From a legal point of view, AI is arousing particular interest in terms of the guarantees that must be respected when it comes to its practical application. Thus, various initiatives are being promoted that seek to specifically regulate the conditions for its use, among which the proposal being processed by the European Union stands out, where data are the object of special attention.

At the state level, Law 15/2022, of 12 July, on equal treatment and non-discrimination, was approved a few months ago. This regulation requires public administrations to promote the implementation of mechanisms that include guarantees regarding the minimisation of bias, transparency and accountability, specifically with regard to the data used to train the algorithms used for decision-making.

There is a growing interest on the part of the autonomous communities in regulating the use of data by AI systems, in some cases reinforcing guarantees regarding transparency.
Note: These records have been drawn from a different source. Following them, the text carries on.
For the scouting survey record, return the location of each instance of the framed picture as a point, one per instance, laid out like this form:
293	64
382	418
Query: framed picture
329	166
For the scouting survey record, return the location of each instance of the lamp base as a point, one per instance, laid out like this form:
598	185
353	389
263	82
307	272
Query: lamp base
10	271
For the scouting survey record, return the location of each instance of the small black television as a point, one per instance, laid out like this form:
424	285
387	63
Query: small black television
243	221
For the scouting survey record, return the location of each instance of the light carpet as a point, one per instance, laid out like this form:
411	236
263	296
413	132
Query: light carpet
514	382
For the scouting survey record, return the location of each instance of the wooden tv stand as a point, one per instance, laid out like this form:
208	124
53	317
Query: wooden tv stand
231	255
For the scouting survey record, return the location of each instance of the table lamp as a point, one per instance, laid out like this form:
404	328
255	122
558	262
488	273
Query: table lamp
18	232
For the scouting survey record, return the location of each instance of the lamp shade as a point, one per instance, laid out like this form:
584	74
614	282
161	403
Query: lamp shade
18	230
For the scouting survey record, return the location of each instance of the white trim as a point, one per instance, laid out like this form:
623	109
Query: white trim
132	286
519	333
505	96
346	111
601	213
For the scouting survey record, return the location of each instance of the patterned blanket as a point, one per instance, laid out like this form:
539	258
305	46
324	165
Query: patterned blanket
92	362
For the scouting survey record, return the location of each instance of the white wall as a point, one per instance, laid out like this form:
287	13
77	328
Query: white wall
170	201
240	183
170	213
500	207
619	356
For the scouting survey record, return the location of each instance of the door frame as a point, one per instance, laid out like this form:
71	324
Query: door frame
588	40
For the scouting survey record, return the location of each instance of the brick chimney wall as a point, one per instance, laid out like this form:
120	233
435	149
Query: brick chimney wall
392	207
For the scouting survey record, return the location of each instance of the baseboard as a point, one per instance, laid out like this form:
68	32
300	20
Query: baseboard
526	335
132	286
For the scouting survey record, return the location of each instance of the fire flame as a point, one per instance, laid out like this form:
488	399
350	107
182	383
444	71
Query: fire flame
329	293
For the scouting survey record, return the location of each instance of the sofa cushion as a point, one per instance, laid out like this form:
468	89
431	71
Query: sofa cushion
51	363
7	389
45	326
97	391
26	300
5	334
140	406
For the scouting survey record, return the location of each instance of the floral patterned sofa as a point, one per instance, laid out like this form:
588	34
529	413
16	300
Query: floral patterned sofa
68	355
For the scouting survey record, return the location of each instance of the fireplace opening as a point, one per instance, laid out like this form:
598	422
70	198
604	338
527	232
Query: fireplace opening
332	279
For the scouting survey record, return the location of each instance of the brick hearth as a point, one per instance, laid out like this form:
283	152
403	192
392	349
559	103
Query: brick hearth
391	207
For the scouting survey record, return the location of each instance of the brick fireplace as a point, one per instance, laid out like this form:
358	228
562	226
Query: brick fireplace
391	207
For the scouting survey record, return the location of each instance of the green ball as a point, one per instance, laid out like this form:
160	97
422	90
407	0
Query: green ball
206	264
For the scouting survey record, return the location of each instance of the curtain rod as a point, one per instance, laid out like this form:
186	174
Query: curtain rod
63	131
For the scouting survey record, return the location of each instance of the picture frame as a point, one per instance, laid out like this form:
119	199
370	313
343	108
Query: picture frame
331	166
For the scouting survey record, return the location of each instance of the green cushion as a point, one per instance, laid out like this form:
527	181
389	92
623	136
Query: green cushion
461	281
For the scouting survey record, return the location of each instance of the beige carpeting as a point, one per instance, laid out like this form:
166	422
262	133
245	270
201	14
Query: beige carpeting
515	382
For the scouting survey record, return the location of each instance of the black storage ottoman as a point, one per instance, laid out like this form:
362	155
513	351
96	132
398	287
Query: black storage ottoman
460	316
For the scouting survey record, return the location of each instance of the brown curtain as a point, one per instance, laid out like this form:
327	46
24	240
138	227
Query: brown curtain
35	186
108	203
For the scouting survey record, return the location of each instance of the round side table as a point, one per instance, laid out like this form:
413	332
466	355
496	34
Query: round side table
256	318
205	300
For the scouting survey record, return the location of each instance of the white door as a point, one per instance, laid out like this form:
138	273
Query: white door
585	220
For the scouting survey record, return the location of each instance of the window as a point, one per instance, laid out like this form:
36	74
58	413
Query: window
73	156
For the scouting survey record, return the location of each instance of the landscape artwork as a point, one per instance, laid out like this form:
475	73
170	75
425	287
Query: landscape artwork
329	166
Also, at the municipal level, protocols are being promoted for the implementation of AI in municipal services in which the guarantees applicable to the data, particularly from the perspective of their quality, are conceived as a priority requirement.

The possible collision with other rights and legal interests: the protection of personal data

Beyond regulatory initiatives, the use of data in this context has been the subject of particular attention as regards the legal conditions under which it is admissible. Thus, it may be the case that the data to be used are protected by third party rights that prevent - or at least hinder - their processing, such as intellectual property or, in particular, the protection of personal data. This concern is one of the main motivations for the European Union to promote the Data Governance Regulation, a regulation that proposes technical and organisational solutions that attempt to make the re-use of information compatible with respect for these legal rights.

Precisely, the possible collision with the right to the protection of personal data has motivated the main measures that have been adopted in Europe regarding the use of ChatGPT. In this regard, the Garante per la Protezione dei Dati Personali has ordered a precautionary measure to limit the processing of Italian citizens' data, the Spanish Data Protection Agency has initiated ex officio inspections of OpenAI as data controller and, with a supranational scope, the European Data Protection Supervisor (EDPB) has created a specific working group.

The impact of the regulation on open data and re-use

The Spanish regulation on open data and re-use of public sector information establishes some provisions that must be taken into account by IA systems. Thus, in general, re-use will be admissible if the data has been published without conditions or, in the event that conditions are set, when they comply with those established through licences or other legal instruments; although, when they are defined, the conditions must be objective, proportionate, non-discriminatory and justified by a public interest objective.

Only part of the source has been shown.